While few people create such a divide while understanding what they are doing, anyone can resist it by asking for fallback options, not hurrying to adopt and use the divisive systems.

Cognitive biases

Those can lead to self-deception (being mistaken) even without any intention by external actors, and certainly help when there is such an intention. As can misunderstandings in general. Being aware of those, being careful and reflective, may help to mitigate their effects. This is also related to the aforementioned information security practices.

Echo chambers, filter bubbles

Isolation created in groups or built with technologies, possibly unintentionally. Though one may similarly self-isolate by staying in the comfort zone too much: say, using certain technologies all the time, not searching for and trying others, not being open-minded (about tools or ideas). Putting extra effort into being open-minded should help against that.

Others

Likely there are more; I planned for a short list, but then started recalling more and more ways in which access to information is limited: by different entities, for different reasons, with different methods. Possibly there are better collections of those somewhere around sociology or psychology, of which I am mostly ignorant.

Labyrinths

The metaphor with barriers is rather simplified: perhaps a better fitting one would be that with labyrinths, especially where deception is involved, as sometimes people do not simply fail to retrieve correct information, but retrieve false information instead.
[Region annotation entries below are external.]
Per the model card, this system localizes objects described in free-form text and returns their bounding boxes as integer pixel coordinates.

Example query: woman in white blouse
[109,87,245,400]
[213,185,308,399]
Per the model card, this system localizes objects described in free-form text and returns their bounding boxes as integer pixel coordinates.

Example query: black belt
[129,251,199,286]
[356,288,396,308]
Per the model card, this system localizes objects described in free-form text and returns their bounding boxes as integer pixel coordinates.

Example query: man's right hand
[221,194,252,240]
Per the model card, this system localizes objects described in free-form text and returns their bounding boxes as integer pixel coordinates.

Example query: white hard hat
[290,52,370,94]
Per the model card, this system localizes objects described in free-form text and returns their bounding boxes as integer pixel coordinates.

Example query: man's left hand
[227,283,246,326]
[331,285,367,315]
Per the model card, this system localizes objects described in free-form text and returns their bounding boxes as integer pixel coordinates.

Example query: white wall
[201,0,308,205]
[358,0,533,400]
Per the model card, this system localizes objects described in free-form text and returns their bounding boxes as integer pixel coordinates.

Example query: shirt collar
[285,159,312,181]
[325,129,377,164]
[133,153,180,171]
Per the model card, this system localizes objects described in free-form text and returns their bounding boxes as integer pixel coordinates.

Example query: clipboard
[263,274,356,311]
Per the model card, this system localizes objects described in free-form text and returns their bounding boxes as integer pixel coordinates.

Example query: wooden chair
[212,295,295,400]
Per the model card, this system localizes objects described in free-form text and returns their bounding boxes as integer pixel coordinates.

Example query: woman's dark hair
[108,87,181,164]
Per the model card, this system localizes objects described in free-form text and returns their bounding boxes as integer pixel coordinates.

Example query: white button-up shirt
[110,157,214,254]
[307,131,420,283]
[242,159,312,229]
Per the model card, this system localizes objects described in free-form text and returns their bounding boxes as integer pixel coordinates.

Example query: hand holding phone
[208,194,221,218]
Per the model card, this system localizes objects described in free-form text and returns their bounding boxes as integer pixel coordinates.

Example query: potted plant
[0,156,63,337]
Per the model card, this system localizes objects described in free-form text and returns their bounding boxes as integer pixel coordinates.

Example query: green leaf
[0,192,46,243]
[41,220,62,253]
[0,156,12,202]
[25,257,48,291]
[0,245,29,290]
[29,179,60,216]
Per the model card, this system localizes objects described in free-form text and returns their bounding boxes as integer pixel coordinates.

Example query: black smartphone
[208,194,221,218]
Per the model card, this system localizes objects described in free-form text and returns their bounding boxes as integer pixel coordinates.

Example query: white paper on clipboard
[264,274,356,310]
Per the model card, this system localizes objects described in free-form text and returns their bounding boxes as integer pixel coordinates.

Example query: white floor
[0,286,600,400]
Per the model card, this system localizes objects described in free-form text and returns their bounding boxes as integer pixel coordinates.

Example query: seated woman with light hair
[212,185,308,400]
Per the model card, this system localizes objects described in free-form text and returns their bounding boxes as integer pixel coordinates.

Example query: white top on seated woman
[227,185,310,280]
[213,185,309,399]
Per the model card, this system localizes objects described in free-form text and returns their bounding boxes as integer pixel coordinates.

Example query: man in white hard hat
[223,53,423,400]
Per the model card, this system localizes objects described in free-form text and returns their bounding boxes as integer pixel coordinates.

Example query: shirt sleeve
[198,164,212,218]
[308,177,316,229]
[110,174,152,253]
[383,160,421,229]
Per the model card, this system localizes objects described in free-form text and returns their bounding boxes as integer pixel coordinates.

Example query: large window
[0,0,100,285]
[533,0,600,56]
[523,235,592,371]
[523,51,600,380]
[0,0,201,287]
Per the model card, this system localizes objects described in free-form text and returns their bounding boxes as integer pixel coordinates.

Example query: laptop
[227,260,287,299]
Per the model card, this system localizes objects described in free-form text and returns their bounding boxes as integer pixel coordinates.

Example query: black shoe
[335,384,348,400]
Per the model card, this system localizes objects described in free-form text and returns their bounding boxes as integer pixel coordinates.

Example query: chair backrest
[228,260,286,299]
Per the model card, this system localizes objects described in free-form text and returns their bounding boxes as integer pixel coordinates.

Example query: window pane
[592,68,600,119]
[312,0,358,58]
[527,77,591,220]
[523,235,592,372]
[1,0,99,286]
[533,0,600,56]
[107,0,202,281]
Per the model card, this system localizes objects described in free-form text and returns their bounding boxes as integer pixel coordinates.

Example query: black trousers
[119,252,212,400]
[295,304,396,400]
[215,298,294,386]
That is done with the advertisements, scams, political propaganda, as well as conspiracy theories, astrology and other supernatural beliefs; those latter ones actually may appeal to people trying to get past such impediments.

Web search is like that: so far we have failed to produce large and usable structured knowledge databases, such as those with the Semantic Web, let alone widely used formal human languages, but settled on search engines instead. Which are filled with SEO spam, blacklisted or geo-blocking websites, inaccessible websites, and almost everything else listed above, to the point where it seems more reliable, easier, and much faster to generate some plausible-looking bits of information with an LLM than to find them.

Resisting this is basically resisting the chaos and entropy increase, which will win eventually, but we still try to do that as intelligent beings (while creating even more of it in the process as living ones).